Esattamente quello che mi ha spinto ad andarmene, Dean. Non lo capisci?
Ma non è che al di fuori di esso le disgrazie non capitino. Potrei dirgli che ci sono tanti che hanno perso più di noi, sacrificato il doppio. Ma la morale non è mal comune mezzo gaudio, che vita è una merda e fa schifo per tutti. No, è che la nostra vita un senso ce l’ha. Se lui non fosse stato un cacciatore non sarebbe stato lo stesso per coloro che ha messo in salvo. Non tutti possono dire di aver trovato il proprio posto nel mondo, ma noi sì. Oserei quasi dire che, qualsiasi prezzo abbiamo pagato, n’è valsa la pena.

 

“Ma ci sono persone che sono vive grazie a te.” Sembra non capire, addirittura ride amaramente ed insisto. “Ne vale la pena, Dean. Ne vale la pena. È ingiusto…” Inarca le sopracciglia, un tacito ‘a dir poco’. “…fa un male cane, ma ne vale la pena.”

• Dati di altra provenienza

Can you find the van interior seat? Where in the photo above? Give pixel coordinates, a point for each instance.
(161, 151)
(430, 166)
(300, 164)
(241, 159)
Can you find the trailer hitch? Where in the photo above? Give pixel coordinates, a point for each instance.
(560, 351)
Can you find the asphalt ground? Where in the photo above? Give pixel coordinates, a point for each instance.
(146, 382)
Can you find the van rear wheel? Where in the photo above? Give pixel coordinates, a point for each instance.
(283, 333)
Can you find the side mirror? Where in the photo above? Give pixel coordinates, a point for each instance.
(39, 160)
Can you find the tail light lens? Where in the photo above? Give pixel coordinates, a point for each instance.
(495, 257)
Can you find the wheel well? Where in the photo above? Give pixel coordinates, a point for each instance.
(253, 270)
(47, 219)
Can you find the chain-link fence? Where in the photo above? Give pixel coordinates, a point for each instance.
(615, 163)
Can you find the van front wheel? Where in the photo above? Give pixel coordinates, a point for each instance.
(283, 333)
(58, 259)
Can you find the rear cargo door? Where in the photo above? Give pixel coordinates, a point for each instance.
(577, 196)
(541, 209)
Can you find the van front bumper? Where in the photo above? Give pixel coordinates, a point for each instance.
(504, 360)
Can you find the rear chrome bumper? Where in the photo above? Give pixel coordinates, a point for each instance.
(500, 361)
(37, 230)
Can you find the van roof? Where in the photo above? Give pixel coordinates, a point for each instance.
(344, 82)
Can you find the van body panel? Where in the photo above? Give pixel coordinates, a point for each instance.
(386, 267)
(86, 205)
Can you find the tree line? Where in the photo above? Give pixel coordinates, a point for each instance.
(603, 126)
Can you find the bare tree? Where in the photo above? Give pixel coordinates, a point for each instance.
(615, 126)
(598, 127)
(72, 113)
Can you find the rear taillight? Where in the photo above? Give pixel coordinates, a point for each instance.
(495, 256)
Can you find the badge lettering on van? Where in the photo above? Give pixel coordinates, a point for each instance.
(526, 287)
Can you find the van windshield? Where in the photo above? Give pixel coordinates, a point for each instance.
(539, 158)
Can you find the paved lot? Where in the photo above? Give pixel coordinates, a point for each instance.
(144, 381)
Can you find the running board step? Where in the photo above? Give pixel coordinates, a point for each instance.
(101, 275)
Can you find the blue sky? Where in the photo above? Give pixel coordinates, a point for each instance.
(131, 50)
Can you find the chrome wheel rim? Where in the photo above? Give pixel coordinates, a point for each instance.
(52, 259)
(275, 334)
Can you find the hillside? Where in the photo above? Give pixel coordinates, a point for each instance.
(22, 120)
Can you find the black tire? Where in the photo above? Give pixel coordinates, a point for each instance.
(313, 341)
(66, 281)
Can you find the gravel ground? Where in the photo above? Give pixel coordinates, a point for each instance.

Papà non gli ha mai dato la possibilità di vivere una vita in cui non dovesse tenersi un coltello sotto il cuscino, solo ora che ha visto a cosa abbiamo dovuto rinunciare, che l’ha vissuto sulla sua pelle si rende conto di quanto pesi.

Ma non è proprio questo a dargli valore?

           Sei stato proprio tu ad insegnarmelo, Dean.

 



[1] “Wussy” letteralmente sarebbe “deboluccio”, ma siccome Dean si riferisce spesso a lui come se fosse effeminato (la fantasia di Tall Tales ne è l’esempio più lampante) ho pensato che si adattasse meglio come traduzione.

 

[2] “Well, I’m glad we do.” = “Be’, sono felice che lo facciamo.” Sam si riferisce sia alla caccia che all’andare d’accordo, che è una conseguenza di aver iniziato a cacciare, ma in risposta alla frase precedente non volevo che questa sfumatura si perdesse, perciò l’ho modificata di conseguenza.